To ensure identifiability, we need the vectors $\boldsymbol{\phi}$ and $\boldsymbol{\theta}$ to independently sum to $0$. We will try and write the BYM model below through two different parameterizations. 

In [8]:
with pm.Model(coords={"num_areas": np.arange(N)}) as bym_model:
    # precision priors 
    tau_theta = pm.Gamma("tau_theta", alpha=3.2761, beta=1.81)
    tau_phi = pm.Gamma("tau_phi", alpha=1, beta=1)

    # transform to standard deviation 
    sigma_phi = pm.Deterministic("sigma_phi", 1/at.sqrt(tau_phi))

    # independent random effect prior
    theta = pm.Normal("theta", mu=0, sigma=1/at.sqrt(tau_theta), dims="num_areas")
    # spatial ICAR random effect prior 
    phi = pm.Flat("phi", dims="num_areas")
    pm.Potential("spatial_diff", icar_pairwise_diff(phi, node1, node2)) 

    # constraints for each of the random effect vectors 
    zero_constraint = pm.Normal.dist(mu=0.0, sigma=np.sqrt(0.001))
    pm.Potential("zero_sum_theta", pm.logp(zero_constraint, pm.math.sum(theta))) 
    pm.Potential("zero_sum_phi", pm.logp(zero_constraint, pm.math.sum(phi)))

    # regression coefficient priors 
    beta0 = pm.Normal("beta0", mu=0, sigma=5)
    beta1 = pm.Normal("beta1", mu=0, sigma=5)
    
    # linear predictor 
    eta = pm.Deterministic("eta", logE + beta0 + beta1*x + sigma_phi*phi + theta, dims="num_areas") 

    # likelihood
    obs = pm.Poisson("obs", at.exp(eta), observed=y, dims="num_areas")

In [9]:
with bym_model:
    idata = pm.sample()

Auto-assigning NUTS sampler...
INFO:pymc:Auto-assigning NUTS sampler...
Initializing NUTS using jitter+adapt_diag...
INFO:pymc:Initializing NUTS using jitter+adapt_diag...
Multiprocess sampling (4 chains in 4 jobs)
INFO:pymc:Multiprocess sampling (4 chains in 4 jobs)
NUTS: [tau_theta, tau_phi, theta, phi, beta0, beta1]
INFO:pymc:NUTS: [tau_theta, tau_phi, theta, phi, beta0, beta1]

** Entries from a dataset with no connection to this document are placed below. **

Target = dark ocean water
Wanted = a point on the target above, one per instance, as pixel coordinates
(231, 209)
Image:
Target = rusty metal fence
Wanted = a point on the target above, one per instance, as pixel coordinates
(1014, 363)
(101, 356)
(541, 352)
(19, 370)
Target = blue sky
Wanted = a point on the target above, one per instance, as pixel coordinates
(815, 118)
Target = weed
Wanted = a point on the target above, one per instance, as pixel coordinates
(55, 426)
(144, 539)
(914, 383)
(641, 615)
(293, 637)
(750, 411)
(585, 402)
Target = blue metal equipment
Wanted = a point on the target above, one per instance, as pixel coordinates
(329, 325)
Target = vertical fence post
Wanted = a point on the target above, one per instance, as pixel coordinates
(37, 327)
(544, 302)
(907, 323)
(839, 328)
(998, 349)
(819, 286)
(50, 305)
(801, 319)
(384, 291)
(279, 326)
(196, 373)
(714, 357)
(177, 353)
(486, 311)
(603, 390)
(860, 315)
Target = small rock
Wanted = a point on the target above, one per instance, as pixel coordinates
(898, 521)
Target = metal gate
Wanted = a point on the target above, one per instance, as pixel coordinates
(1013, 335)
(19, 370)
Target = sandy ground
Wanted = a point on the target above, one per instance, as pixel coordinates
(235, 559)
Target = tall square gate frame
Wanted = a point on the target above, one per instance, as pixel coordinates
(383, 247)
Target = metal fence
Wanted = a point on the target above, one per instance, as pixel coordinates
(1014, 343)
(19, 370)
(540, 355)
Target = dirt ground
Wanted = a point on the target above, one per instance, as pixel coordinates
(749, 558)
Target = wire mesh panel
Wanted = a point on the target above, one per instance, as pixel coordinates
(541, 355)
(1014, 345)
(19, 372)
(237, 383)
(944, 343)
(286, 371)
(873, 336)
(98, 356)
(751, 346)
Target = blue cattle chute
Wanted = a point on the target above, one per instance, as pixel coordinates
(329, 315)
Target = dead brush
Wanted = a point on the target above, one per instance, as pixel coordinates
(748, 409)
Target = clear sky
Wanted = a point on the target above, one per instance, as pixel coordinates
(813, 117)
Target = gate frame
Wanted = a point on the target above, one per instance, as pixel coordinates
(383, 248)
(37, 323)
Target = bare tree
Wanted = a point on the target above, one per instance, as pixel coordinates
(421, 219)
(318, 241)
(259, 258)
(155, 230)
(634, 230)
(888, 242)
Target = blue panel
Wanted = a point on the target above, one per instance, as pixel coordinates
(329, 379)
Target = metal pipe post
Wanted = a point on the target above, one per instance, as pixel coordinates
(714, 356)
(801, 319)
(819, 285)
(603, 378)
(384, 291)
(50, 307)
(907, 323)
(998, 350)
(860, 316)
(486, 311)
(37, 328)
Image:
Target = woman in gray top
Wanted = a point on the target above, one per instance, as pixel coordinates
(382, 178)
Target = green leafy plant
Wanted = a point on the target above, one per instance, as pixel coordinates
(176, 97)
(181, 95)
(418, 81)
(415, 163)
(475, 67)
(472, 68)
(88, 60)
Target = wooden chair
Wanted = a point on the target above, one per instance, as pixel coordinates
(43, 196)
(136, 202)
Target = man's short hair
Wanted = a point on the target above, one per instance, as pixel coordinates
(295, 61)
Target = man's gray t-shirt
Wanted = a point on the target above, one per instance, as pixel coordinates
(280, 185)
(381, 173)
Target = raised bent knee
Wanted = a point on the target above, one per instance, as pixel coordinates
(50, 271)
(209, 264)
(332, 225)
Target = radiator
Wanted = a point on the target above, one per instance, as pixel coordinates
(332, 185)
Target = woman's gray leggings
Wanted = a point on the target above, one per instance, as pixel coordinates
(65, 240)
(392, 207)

  return _boost._beta_ppf(q, a, b)
  return _boost._beta_ppf(q, a, b)
  return _boost._beta_ppf(q, a, b)
  return _boost._beta_ppf(q, a, b)
Sampling 4 chains for 1_000 tune and 1_000 draw iterations (4_000 + 4_000 draws total) took 197 seconds.
INFO:pymc:Sampling 4 chains for 1_000 tune and 1_000 draw iterations (4_000 + 4_000 draws total) took 197 seconds.